Very slowly and gently the great stone raised itself, till at last it had vanished altogether, and a dark hole presented itself to us in the place which the door had filled.
Our excitement was so intense, as we saw the way to Solomon’s treasure chamber thrown open at last, that I for one began to tremble and shake. Would it prove a hoax after all, I wondered, or was old Da Silvestra right? Were there vast hoards of wealth hidden in that dark place, hoards which would make us the richest men in the whole world? We should know in a minute or two.
“Enter, white men from the Stars,” said Gagool, advancing into the doorway; “but first hear your servant, Gagool the old. The bright stones that ye will see were dug out of the pit over which the Silent Ones are set, and stored here, I know not by whom, for that was done longer ago than even I remember. But once has this place been entered since the time that those who hid the stones departed in haste, leaving them behind. The report of the treasure went down indeed among the people who lived in the country from age to age, but none knew where the chamber was, nor the secret of the door. But it happened that a white man reached this country from over the mountains– perchance he too came ‘from the Stars’–and was well received by the king of that day. He it is who sits yonder,” and she pointed to the fifth king at the table of the Dead. “And it came to pass that he and a woman of the country who was with him journeyed to this place, and that by chance the woman learnt the secret of the door–a thousand years might ye search, but ye should never find that secret. Then the white man entered with the woman, and found the stones, and filled with stones the skin of a small goat, which the woman had with her to hold food. And as he was going from the chamber he took up one more stone, a large one, and held it in his hand.”
Here she paused.
“Well,” I asked, breathless with interest as we all were, “what happened to Da Silvestra?”
The old hag started at the mention of the name.
“How knowest thou the dead man’s name?” she asked sharply; and then, without waiting for an answer, went on–
“None can tell what happened; but it came about that the white man was frightened, for he flung down the goat-skin, with the stones, and fled out with only the one stone in his hand, and that the king took, and it is the stone which thou, Macumazahn, didst take from Twala’s brow.”
“Have none entered here since?” I asked, peering again down the dark passage.
“None, my lords. Only the secret of the door has been kept, and every king has opened it, though he has not entered. There is a saying, that those who enter there will die within a moon, even as the white man died in the cave upon the mountain, where ye found him, Macumazahn, and therefore the kings do not enter. /Ha! ha!/ mine are true words.”
Our eyes met as she said it, and I turned sick and cold. How did the old hag know all these things?

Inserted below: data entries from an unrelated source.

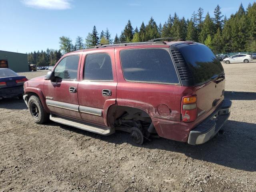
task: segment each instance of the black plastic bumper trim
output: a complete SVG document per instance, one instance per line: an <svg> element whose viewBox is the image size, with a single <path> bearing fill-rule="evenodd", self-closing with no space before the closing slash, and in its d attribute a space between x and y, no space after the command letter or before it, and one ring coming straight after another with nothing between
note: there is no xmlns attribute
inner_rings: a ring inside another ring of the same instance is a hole
<svg viewBox="0 0 256 192"><path fill-rule="evenodd" d="M228 118L231 104L230 100L224 100L211 115L190 131L188 143L202 144L212 138Z"/></svg>

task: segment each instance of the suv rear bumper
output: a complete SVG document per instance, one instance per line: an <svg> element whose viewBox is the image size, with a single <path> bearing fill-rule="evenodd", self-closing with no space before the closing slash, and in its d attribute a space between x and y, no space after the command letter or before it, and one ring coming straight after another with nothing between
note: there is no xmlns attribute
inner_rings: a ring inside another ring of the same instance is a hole
<svg viewBox="0 0 256 192"><path fill-rule="evenodd" d="M2 88L0 89L0 98L8 98L22 96L24 93L23 85Z"/></svg>
<svg viewBox="0 0 256 192"><path fill-rule="evenodd" d="M229 117L231 104L230 100L224 100L210 116L190 132L188 143L202 144L212 138Z"/></svg>

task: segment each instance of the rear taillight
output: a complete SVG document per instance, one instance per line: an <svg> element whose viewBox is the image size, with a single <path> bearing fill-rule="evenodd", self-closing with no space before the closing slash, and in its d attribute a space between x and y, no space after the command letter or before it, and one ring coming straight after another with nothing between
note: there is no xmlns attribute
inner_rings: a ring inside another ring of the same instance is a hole
<svg viewBox="0 0 256 192"><path fill-rule="evenodd" d="M25 82L28 80L26 78L23 78L23 79L16 80L16 83L24 83Z"/></svg>
<svg viewBox="0 0 256 192"><path fill-rule="evenodd" d="M181 121L192 122L196 118L196 96L185 96L181 101Z"/></svg>
<svg viewBox="0 0 256 192"><path fill-rule="evenodd" d="M6 82L0 82L0 87L1 86L6 86Z"/></svg>

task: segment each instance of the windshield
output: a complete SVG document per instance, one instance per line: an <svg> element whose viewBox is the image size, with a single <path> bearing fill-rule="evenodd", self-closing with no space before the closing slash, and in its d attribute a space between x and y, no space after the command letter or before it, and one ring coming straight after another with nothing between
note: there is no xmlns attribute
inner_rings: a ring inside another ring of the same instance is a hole
<svg viewBox="0 0 256 192"><path fill-rule="evenodd" d="M10 69L1 69L0 70L0 78L7 77L17 77L17 74Z"/></svg>
<svg viewBox="0 0 256 192"><path fill-rule="evenodd" d="M184 57L195 84L203 83L224 72L220 62L207 46L182 44L176 47Z"/></svg>

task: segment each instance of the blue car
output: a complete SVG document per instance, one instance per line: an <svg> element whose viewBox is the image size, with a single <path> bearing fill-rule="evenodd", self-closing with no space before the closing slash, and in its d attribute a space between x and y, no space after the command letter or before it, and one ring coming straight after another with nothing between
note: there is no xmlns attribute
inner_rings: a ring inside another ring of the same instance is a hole
<svg viewBox="0 0 256 192"><path fill-rule="evenodd" d="M23 84L28 80L10 69L0 68L0 99L13 97L22 99Z"/></svg>

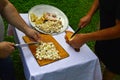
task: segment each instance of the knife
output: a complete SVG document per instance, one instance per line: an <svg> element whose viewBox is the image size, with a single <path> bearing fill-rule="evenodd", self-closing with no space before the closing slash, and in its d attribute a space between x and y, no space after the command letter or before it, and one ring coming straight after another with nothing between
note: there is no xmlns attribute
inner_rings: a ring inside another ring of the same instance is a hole
<svg viewBox="0 0 120 80"><path fill-rule="evenodd" d="M73 33L73 35L71 36L71 38L72 38L75 34L77 34L77 33L80 31L80 29L81 29L81 27L78 27L78 28L75 30L75 32Z"/></svg>
<svg viewBox="0 0 120 80"><path fill-rule="evenodd" d="M23 43L23 44L15 44L16 47L20 46L27 46L27 45L33 45L33 44L39 44L40 42L30 42L30 43Z"/></svg>

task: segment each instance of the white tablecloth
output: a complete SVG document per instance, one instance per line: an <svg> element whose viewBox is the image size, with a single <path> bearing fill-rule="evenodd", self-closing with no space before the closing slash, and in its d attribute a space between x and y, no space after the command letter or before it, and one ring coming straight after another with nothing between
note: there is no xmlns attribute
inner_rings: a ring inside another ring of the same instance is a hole
<svg viewBox="0 0 120 80"><path fill-rule="evenodd" d="M29 24L28 15L21 14ZM68 27L67 30L72 30ZM17 43L24 43L24 34L14 28ZM84 44L80 52L75 52L64 39L65 33L53 36L69 53L69 57L45 66L39 66L27 47L20 47L24 73L27 80L102 80L100 63L96 55Z"/></svg>

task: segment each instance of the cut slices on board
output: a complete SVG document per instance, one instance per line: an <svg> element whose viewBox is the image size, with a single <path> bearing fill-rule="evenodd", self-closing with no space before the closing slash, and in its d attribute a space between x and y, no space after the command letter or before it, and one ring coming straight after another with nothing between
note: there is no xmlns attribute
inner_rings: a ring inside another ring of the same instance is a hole
<svg viewBox="0 0 120 80"><path fill-rule="evenodd" d="M23 36L23 40L26 43L31 42L31 40L27 36ZM69 56L69 54L65 51L65 49L51 35L40 34L40 40L43 42L53 42L54 43L54 45L55 45L56 49L59 51L59 55L61 57L59 60L64 59ZM49 59L39 60L35 56L37 45L29 45L29 48L40 66L44 66L44 65L47 65L47 64L57 61L57 60L49 60Z"/></svg>

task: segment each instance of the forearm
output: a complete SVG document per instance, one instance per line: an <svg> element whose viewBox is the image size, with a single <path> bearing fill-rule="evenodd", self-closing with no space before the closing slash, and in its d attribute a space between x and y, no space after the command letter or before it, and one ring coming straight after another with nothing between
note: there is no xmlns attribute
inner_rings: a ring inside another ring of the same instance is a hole
<svg viewBox="0 0 120 80"><path fill-rule="evenodd" d="M87 41L110 40L120 38L120 25L116 25L114 27L92 33L87 33L85 35Z"/></svg>
<svg viewBox="0 0 120 80"><path fill-rule="evenodd" d="M92 4L90 10L88 11L87 15L91 17L96 12L98 7L99 7L99 0L94 0L94 2Z"/></svg>
<svg viewBox="0 0 120 80"><path fill-rule="evenodd" d="M2 10L2 16L13 26L17 27L22 32L28 28L27 24L21 18L19 13L17 12L16 8L11 4L8 3Z"/></svg>

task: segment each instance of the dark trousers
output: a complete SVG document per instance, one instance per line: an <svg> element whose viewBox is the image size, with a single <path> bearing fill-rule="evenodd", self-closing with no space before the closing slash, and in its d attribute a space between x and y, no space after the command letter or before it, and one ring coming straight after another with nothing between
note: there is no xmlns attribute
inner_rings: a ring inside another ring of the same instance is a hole
<svg viewBox="0 0 120 80"><path fill-rule="evenodd" d="M10 57L0 59L0 78L2 80L16 80L13 62Z"/></svg>

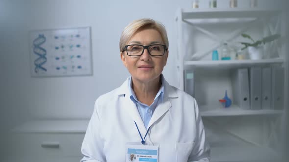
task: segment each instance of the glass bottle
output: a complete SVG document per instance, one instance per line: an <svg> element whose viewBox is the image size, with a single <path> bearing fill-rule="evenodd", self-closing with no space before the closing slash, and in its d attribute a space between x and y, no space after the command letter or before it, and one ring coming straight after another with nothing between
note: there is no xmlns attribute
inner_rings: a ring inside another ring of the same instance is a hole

“Enter, my lords. If I speak truth, the goat-skin with the stones will lie upon the floor; and if there is truth as to whether it is death to enter here, that ye will learn afterwards. /Ha! ha! ha!/” and she hobbled through the doorway, bearing the light with her; but I confess that once more I hesitated about following.
“Oh, confound it all!” said Good; “here goes. I am not going to be frightened by that old devil;” and followed by Foulata, who, however, evidently did not at all like the business, for she was shivering with fear, he plunged into the passage after Gagool–an example which we quickly followed.
A few yards down the passage, in the narrow way hewn out of the living rock, Gagool had paused, and was waiting for us.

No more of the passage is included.